Our predecessors were not persuaded that testimony should not be admissible unless the results were conclusive. Chief Judge Marbury said for the Court, "The objection of remoteness goes to the weight of the evidence rather than to its admissibility. To exclude evidence merely because it tends to establish a possibility, rather than a probability, would
produce curious results not heretofore thought of." 185 Md. at 446. The Supreme Court of New Jersey reached the same conclusion in State v. Beard, 16 N. J. 50, 106 A.2d 265, 268-69 (1954).

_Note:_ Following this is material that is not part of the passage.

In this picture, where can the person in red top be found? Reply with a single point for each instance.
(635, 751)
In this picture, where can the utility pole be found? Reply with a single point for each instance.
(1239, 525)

A student comment on Shanks conceded that the challenged evidence was logically relevant, but argued that such scientific evidence should have been excluded nonetheless:
"Perhaps, as the court points out, blood groups may now be matters of common knowledge. But it should be remembered that our most noted sociologists agree that scientific knowledge is far in advance of the public awareness of its significance. The very multiplicity of facts that crowd in upon the layman serves to confuse him more. His knowledge, therefore, is as superficial and uncoordinated as it is diversified. He does not understand science -- all he knows is that science has produced the miraculous sulfas and penicillin and now the world has been terrified by the discovery of atomic power. As a consequence, science has become to him a magic power. He feels that science can do anything. Why, then, with this feeling prevalent among the people who make up our juries should we expect our jurists to become suddenly cognizant of the true worth of scientific facts which may be more or less pertinent to the cases presented to them: It is conceivable that an innocent person might be convicted because blood on his suit coincided in type with that of the victim of a crime. That coincidence is not enough in itself to convict a man. But a jury, overly impressed with a misconception of the value of scientific facts, may be misled and hand down verdicts that are unjust.